- Court: 9th Circuit Court of Appeals Archives
- Area(s) of Law: Immigration
- Date Filed: 11-02-2011
- Case #: 08-73004
- Judge(s)/Court Below: Judge Gould for the Court; Circuit Judge Schroeder and District Judge Seeborg
- Full Text Opinion
Garcia became a dependent child of the California courts in 1994. The court determined it was not in his best interests to return to Mexico, and directed the Department of Child and Family Services ("DCFS") to file an immigrant application on his behalf. DCFS entered an I-360 special immigrant petition and an I-485 application to adjust permanent resident status based on Garcia’s Special Immigrant Juvenile Status ("SIJS"). Immigration authorities approved the application in February 2000. Following two theft convictions in 2005, authorities began removal proceedings under 8 U.S.C. § 1227(a)(2)(A)(ii).

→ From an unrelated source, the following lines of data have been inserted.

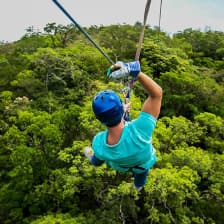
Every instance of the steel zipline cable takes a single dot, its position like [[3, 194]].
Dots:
[[83, 31]]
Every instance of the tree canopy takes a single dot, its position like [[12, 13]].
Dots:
[[47, 82]]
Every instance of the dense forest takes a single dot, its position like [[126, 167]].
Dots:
[[47, 81]]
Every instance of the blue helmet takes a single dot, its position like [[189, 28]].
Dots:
[[108, 107]]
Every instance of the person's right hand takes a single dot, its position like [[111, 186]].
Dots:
[[121, 69]]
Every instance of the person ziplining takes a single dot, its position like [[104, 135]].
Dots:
[[125, 145]]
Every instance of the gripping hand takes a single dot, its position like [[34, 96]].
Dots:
[[121, 69], [88, 152]]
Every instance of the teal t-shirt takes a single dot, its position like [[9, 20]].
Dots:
[[134, 147]]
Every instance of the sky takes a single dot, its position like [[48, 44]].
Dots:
[[17, 15]]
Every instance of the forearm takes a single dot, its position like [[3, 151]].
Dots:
[[150, 86]]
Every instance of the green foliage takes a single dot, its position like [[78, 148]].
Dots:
[[47, 85]]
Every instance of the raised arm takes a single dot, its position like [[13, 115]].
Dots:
[[152, 104]]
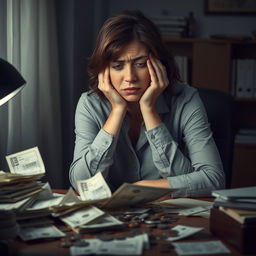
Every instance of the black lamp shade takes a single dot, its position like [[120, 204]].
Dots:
[[11, 81]]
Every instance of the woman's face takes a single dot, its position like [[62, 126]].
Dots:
[[129, 72]]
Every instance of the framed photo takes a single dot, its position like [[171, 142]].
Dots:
[[241, 7]]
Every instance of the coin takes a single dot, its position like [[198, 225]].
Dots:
[[81, 243], [105, 237]]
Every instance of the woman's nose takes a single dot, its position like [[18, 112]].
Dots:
[[130, 74]]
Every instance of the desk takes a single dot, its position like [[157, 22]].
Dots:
[[53, 248]]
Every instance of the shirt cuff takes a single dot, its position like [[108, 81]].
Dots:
[[180, 183]]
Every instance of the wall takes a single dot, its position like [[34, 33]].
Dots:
[[207, 24]]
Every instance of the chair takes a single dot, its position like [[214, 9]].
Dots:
[[219, 107]]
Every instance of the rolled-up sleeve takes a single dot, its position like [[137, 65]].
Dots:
[[94, 147], [197, 168]]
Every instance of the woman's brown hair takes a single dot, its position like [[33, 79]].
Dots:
[[120, 30]]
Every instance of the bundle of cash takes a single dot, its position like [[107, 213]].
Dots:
[[33, 233], [103, 223], [8, 225], [128, 246], [126, 195], [26, 168]]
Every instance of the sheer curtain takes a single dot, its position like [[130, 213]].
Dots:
[[28, 41]]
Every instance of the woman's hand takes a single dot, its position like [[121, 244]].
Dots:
[[159, 81], [109, 91]]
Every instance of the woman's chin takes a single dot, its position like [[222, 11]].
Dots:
[[132, 98]]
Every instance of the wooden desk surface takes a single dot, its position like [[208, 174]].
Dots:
[[53, 248]]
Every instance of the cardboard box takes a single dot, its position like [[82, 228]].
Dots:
[[240, 236]]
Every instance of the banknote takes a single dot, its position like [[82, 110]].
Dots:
[[94, 188], [130, 194], [33, 233], [200, 248], [105, 222], [128, 246], [27, 162], [82, 216], [183, 232]]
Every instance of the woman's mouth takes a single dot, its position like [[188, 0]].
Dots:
[[132, 90]]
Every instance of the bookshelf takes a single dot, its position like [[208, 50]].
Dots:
[[210, 65]]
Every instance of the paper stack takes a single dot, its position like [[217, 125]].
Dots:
[[233, 217]]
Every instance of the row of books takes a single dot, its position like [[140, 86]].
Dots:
[[233, 217], [175, 26], [246, 136], [244, 78]]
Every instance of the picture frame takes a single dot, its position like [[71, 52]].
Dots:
[[230, 7]]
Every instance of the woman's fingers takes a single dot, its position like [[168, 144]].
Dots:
[[159, 71]]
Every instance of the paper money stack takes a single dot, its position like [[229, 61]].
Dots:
[[19, 188], [16, 187]]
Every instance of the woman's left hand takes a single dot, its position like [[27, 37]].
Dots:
[[159, 81]]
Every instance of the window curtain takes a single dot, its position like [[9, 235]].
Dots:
[[33, 118]]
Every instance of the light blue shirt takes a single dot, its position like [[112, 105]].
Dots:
[[181, 149]]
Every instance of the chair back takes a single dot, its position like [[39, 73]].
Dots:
[[219, 107]]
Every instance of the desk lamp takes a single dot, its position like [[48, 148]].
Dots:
[[11, 83]]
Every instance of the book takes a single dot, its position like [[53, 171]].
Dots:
[[242, 216]]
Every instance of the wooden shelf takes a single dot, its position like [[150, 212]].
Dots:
[[211, 67]]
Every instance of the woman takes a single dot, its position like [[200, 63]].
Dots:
[[139, 123]]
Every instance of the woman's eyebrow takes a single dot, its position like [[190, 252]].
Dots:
[[132, 59]]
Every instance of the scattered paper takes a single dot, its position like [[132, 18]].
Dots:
[[82, 216], [27, 162], [183, 232], [200, 248], [33, 233], [128, 246]]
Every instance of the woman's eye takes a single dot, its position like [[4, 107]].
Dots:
[[117, 66], [140, 64]]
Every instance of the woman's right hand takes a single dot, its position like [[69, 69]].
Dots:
[[115, 99]]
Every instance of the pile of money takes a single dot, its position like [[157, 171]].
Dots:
[[127, 246], [9, 227], [26, 168]]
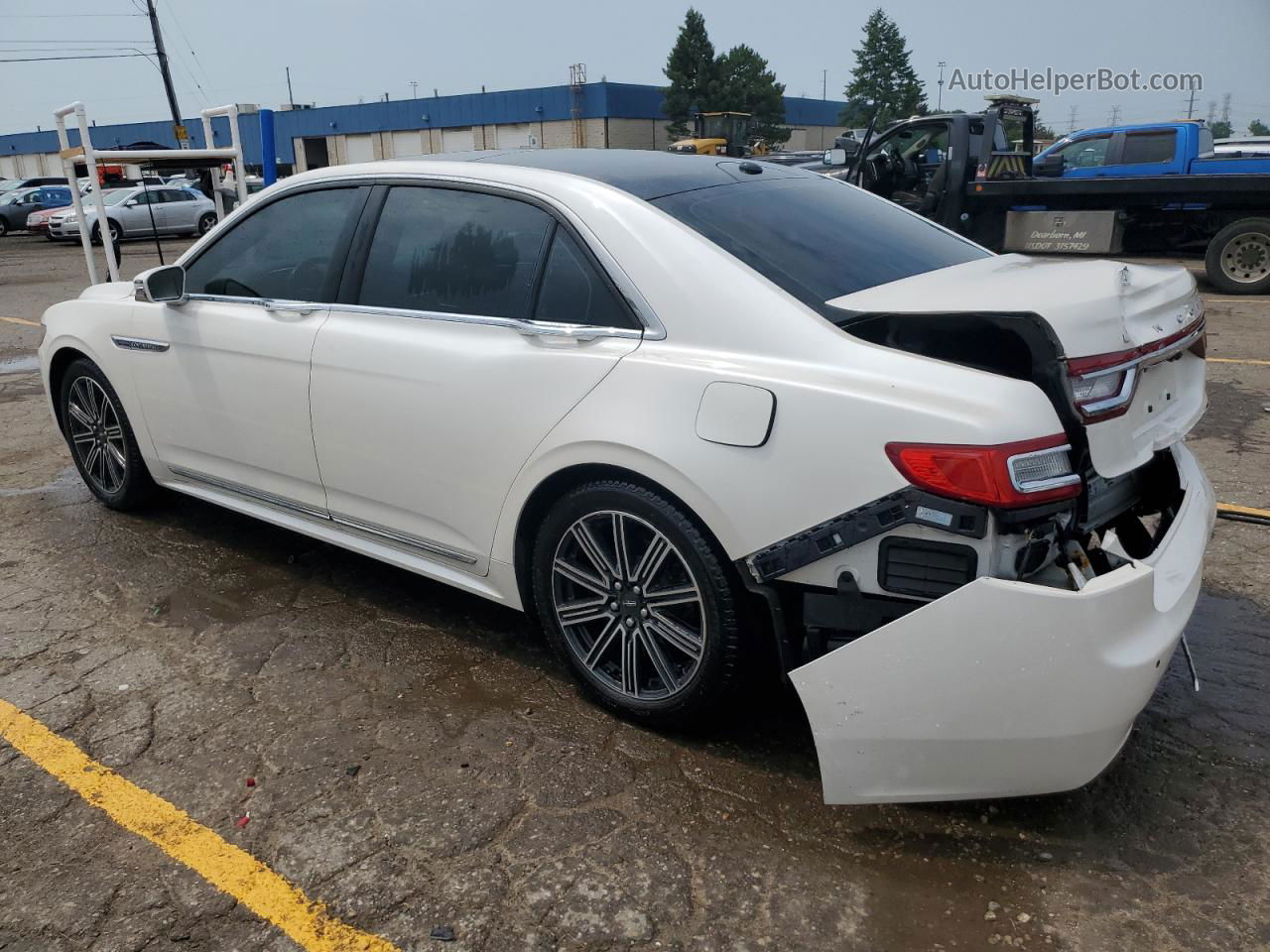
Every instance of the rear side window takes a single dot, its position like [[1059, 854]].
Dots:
[[291, 249], [1150, 146], [816, 238], [454, 252], [572, 291]]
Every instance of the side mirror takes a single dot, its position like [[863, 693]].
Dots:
[[164, 285], [1049, 167]]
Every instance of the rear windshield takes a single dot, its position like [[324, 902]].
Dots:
[[818, 239]]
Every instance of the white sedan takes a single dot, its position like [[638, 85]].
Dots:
[[698, 416], [140, 212]]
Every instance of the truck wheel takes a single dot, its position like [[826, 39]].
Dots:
[[1238, 258]]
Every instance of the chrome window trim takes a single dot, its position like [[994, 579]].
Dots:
[[644, 312], [343, 521], [1042, 485]]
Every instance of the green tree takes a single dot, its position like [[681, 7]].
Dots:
[[883, 81], [744, 84], [691, 70]]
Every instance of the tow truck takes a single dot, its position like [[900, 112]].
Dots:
[[942, 168]]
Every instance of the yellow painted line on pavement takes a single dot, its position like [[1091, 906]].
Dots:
[[1242, 511], [227, 867]]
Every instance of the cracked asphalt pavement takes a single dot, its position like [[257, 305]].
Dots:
[[421, 761]]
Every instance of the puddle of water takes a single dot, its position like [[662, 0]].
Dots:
[[19, 365]]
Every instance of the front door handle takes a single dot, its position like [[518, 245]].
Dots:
[[293, 307]]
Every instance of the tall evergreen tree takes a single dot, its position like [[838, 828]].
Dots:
[[691, 70], [883, 82], [744, 84]]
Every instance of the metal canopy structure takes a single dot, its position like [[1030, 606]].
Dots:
[[185, 159]]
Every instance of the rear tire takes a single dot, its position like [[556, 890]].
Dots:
[[1238, 258], [100, 438], [653, 633]]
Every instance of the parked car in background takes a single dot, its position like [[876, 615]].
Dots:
[[947, 489], [13, 184], [18, 206], [176, 211]]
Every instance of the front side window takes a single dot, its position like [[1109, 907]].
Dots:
[[572, 293], [453, 252], [1086, 153], [816, 238], [1150, 146], [290, 249]]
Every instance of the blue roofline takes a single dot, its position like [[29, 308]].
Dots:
[[625, 100]]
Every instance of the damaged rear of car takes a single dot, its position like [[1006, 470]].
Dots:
[[993, 626], [1032, 593]]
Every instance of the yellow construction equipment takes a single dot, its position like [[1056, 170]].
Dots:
[[721, 134]]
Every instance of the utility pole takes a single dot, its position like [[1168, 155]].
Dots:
[[178, 128]]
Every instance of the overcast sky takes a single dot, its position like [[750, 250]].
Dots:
[[338, 53]]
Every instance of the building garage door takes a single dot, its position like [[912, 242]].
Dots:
[[358, 149], [407, 144], [460, 140]]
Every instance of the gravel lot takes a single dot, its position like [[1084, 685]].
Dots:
[[190, 649]]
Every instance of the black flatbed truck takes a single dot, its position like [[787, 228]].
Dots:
[[937, 167]]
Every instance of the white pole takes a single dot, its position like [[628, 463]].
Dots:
[[98, 198], [64, 145], [216, 169], [239, 166]]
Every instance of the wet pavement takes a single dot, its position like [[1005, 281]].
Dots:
[[191, 649]]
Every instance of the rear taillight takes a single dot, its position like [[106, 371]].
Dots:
[[1006, 475], [1102, 386]]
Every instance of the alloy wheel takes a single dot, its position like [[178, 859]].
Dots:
[[96, 435], [629, 606], [1246, 258]]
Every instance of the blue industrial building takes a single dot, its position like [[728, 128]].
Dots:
[[616, 114]]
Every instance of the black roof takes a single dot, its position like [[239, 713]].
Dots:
[[643, 173]]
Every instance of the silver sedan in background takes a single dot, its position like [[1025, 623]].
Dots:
[[140, 212]]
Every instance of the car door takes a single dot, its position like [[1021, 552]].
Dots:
[[223, 377], [181, 211], [477, 321]]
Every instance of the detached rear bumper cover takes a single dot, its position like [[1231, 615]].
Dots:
[[1003, 688]]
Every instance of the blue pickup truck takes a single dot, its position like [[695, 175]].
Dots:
[[1137, 151]]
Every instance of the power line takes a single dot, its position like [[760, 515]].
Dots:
[[48, 59]]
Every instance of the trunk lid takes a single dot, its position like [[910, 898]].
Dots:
[[1093, 307]]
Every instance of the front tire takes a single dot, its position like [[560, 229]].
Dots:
[[1238, 258], [100, 438], [639, 603]]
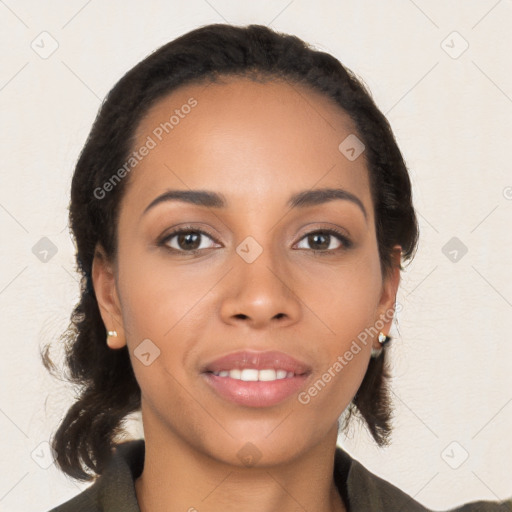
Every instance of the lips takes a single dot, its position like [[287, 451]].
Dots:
[[270, 360]]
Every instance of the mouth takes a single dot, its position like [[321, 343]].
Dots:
[[256, 379]]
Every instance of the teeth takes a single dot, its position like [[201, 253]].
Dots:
[[253, 375]]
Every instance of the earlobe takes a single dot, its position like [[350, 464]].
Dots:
[[108, 301], [391, 281]]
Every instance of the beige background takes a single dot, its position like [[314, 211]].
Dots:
[[451, 112]]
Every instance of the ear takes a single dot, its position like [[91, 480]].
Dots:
[[390, 282], [105, 289]]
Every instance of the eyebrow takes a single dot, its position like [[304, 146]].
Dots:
[[298, 200]]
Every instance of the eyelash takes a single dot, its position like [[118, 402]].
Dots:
[[346, 242]]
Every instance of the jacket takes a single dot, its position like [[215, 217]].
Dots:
[[361, 490]]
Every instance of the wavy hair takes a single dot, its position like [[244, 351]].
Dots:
[[108, 390]]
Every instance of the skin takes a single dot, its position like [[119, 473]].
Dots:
[[257, 144]]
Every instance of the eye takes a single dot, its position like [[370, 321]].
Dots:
[[326, 240], [187, 240]]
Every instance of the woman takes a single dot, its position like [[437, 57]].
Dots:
[[241, 212]]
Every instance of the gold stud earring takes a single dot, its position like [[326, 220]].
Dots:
[[383, 340]]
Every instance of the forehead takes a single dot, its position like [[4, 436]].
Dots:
[[266, 138]]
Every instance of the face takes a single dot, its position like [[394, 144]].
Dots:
[[254, 273]]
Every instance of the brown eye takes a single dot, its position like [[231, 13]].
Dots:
[[187, 240], [325, 241]]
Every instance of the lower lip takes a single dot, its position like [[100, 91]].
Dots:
[[255, 393]]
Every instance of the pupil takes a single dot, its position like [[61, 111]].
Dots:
[[184, 240], [314, 240]]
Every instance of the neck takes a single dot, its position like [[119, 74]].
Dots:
[[178, 476]]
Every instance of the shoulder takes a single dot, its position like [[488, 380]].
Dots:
[[365, 491], [114, 489]]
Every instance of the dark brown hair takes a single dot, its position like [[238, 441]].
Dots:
[[108, 390]]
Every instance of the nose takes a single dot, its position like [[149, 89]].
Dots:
[[260, 294]]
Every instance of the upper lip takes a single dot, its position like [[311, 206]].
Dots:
[[258, 360]]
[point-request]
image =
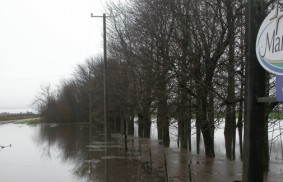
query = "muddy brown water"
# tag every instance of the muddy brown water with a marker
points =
(74, 153)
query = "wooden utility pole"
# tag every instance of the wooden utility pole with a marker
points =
(254, 137)
(106, 124)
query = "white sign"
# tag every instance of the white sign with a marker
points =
(269, 42)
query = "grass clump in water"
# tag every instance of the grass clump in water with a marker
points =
(31, 122)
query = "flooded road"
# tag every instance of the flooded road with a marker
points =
(74, 153)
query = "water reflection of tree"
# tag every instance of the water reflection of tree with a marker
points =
(74, 144)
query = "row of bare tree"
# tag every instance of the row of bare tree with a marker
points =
(177, 60)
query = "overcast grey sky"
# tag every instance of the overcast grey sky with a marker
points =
(41, 42)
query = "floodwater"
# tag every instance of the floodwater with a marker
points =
(74, 153)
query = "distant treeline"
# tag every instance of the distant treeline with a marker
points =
(8, 116)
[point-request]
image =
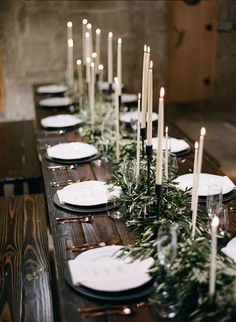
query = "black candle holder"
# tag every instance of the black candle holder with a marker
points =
(158, 191)
(119, 100)
(143, 138)
(149, 160)
(110, 89)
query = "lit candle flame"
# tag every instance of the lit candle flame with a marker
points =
(70, 42)
(162, 92)
(89, 26)
(203, 131)
(215, 222)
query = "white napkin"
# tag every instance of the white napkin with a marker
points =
(88, 193)
(230, 249)
(175, 145)
(186, 182)
(61, 120)
(105, 272)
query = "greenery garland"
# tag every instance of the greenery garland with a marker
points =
(191, 266)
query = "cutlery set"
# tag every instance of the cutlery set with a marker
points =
(81, 219)
(63, 183)
(97, 311)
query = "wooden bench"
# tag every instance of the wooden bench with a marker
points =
(19, 161)
(25, 279)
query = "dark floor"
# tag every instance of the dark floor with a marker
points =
(220, 124)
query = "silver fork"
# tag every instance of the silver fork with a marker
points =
(62, 183)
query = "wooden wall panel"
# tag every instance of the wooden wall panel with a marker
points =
(2, 88)
(191, 51)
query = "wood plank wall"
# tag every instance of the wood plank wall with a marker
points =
(2, 88)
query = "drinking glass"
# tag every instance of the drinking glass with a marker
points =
(107, 135)
(134, 125)
(167, 295)
(168, 300)
(223, 220)
(129, 172)
(166, 245)
(214, 200)
(33, 275)
(171, 163)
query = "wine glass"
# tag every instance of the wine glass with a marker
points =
(223, 220)
(166, 245)
(129, 172)
(214, 200)
(134, 125)
(167, 295)
(170, 164)
(107, 135)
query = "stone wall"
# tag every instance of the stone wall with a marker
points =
(226, 54)
(33, 44)
(33, 38)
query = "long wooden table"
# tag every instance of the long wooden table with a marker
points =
(103, 228)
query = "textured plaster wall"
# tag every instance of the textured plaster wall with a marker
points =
(33, 42)
(226, 54)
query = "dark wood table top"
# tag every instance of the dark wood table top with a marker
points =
(103, 227)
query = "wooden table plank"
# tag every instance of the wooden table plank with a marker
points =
(24, 296)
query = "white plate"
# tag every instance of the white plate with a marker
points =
(104, 86)
(100, 270)
(60, 121)
(133, 115)
(88, 193)
(52, 89)
(56, 101)
(205, 180)
(71, 151)
(175, 145)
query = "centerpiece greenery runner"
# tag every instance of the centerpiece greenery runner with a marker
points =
(190, 270)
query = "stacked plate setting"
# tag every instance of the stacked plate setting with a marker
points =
(72, 152)
(61, 121)
(88, 196)
(99, 274)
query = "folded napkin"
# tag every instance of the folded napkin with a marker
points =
(88, 193)
(174, 145)
(105, 272)
(205, 180)
(230, 249)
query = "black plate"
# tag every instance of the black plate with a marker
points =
(85, 209)
(124, 297)
(226, 197)
(77, 161)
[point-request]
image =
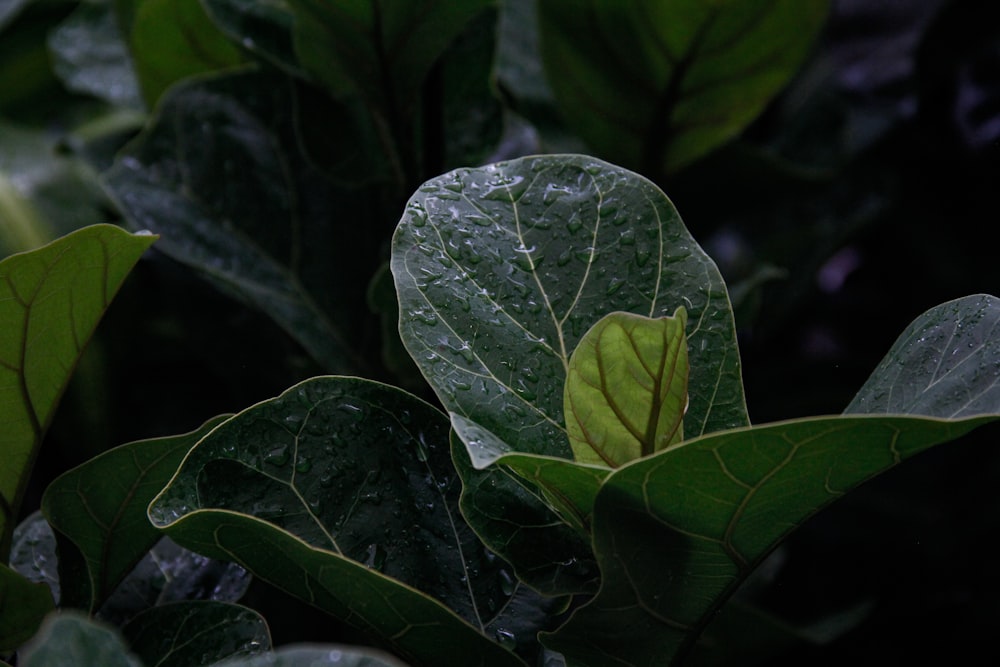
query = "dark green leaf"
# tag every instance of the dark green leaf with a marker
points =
(545, 546)
(23, 605)
(342, 491)
(51, 299)
(70, 638)
(626, 388)
(500, 271)
(100, 507)
(381, 52)
(196, 633)
(33, 554)
(655, 85)
(172, 40)
(945, 364)
(675, 533)
(218, 173)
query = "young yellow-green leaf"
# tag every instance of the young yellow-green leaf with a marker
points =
(655, 85)
(100, 507)
(626, 388)
(51, 300)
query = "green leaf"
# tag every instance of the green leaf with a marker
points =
(90, 56)
(381, 52)
(675, 533)
(71, 637)
(656, 85)
(342, 492)
(23, 605)
(218, 173)
(626, 388)
(33, 553)
(549, 548)
(196, 633)
(500, 272)
(945, 364)
(172, 40)
(262, 27)
(106, 522)
(51, 300)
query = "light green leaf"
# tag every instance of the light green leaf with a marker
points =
(23, 605)
(196, 633)
(33, 553)
(51, 300)
(675, 533)
(310, 655)
(655, 85)
(106, 523)
(626, 389)
(945, 364)
(342, 492)
(90, 56)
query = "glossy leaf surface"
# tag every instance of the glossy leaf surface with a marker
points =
(23, 605)
(51, 300)
(675, 533)
(945, 364)
(196, 633)
(171, 40)
(626, 388)
(656, 85)
(341, 491)
(100, 507)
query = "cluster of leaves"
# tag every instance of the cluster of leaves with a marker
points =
(571, 477)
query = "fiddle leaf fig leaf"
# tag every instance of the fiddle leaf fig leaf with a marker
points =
(106, 523)
(626, 391)
(675, 533)
(945, 364)
(51, 300)
(341, 491)
(500, 271)
(655, 85)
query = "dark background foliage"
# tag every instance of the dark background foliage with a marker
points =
(863, 196)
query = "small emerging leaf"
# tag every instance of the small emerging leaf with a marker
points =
(626, 388)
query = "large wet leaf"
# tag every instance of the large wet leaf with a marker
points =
(342, 491)
(655, 85)
(51, 300)
(501, 270)
(219, 173)
(381, 52)
(946, 364)
(677, 532)
(626, 390)
(70, 637)
(100, 507)
(196, 633)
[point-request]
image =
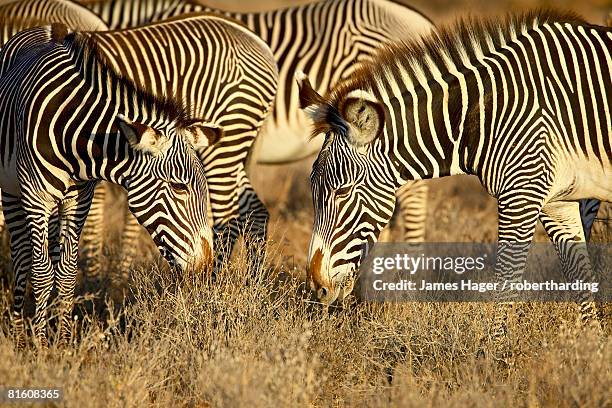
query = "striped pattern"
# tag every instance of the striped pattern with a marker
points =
(323, 39)
(225, 74)
(68, 120)
(20, 14)
(523, 105)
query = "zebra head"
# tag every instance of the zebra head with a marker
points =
(167, 190)
(353, 186)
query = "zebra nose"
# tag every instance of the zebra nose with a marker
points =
(318, 282)
(205, 261)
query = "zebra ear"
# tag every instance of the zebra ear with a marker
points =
(364, 115)
(142, 137)
(203, 134)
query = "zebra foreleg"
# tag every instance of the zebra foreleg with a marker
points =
(21, 256)
(517, 222)
(38, 209)
(225, 235)
(129, 238)
(72, 214)
(93, 235)
(588, 215)
(563, 224)
(412, 199)
(253, 223)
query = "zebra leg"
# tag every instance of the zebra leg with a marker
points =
(412, 199)
(224, 210)
(72, 214)
(38, 210)
(517, 221)
(129, 237)
(588, 214)
(253, 222)
(562, 222)
(93, 235)
(21, 256)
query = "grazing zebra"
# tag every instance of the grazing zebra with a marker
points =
(324, 39)
(69, 120)
(20, 14)
(523, 104)
(226, 74)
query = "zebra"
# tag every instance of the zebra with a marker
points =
(297, 36)
(522, 104)
(69, 120)
(20, 14)
(225, 73)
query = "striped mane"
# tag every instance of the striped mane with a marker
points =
(414, 58)
(86, 51)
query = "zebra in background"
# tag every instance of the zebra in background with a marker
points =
(68, 120)
(324, 39)
(523, 104)
(226, 74)
(21, 14)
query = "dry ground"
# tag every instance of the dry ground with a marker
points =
(162, 339)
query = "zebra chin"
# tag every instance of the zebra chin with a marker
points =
(329, 285)
(200, 259)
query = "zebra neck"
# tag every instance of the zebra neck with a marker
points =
(449, 121)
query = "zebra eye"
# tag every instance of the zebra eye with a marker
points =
(343, 191)
(179, 188)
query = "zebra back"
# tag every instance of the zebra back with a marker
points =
(22, 14)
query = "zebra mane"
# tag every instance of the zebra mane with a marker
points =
(456, 44)
(87, 51)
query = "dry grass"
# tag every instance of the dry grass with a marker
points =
(182, 339)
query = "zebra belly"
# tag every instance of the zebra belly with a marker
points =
(286, 145)
(8, 177)
(585, 179)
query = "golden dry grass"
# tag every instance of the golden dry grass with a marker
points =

Garcia admitted removability and sought cancellation of removal. A legal permanent resident is eligible for cancellation if, inter alia, he “has resided in the United States continuously for 7 years after having been admitted in any status.” 8 U.S.C. § 1229b(a). DHS opposed Garcia’s cancellation because the department did not approve his immigration status until February 2000, leaving him short of the requisite seven years. Garcia argued that, “under § 1255(h), he was  paroled into the United States—which counted as an admission ‘in any status’ under § 1229b(a)(2)—upon the filing of his [SIJS]-based immigration application in 1994.” The Court determined Garcia to be admitted “in any status” by including SIJS parolees under § 1255(h), and noted that Congress did not specifically preclude SIJS parolees in § 1182(d)(5). PETITION GRANTED.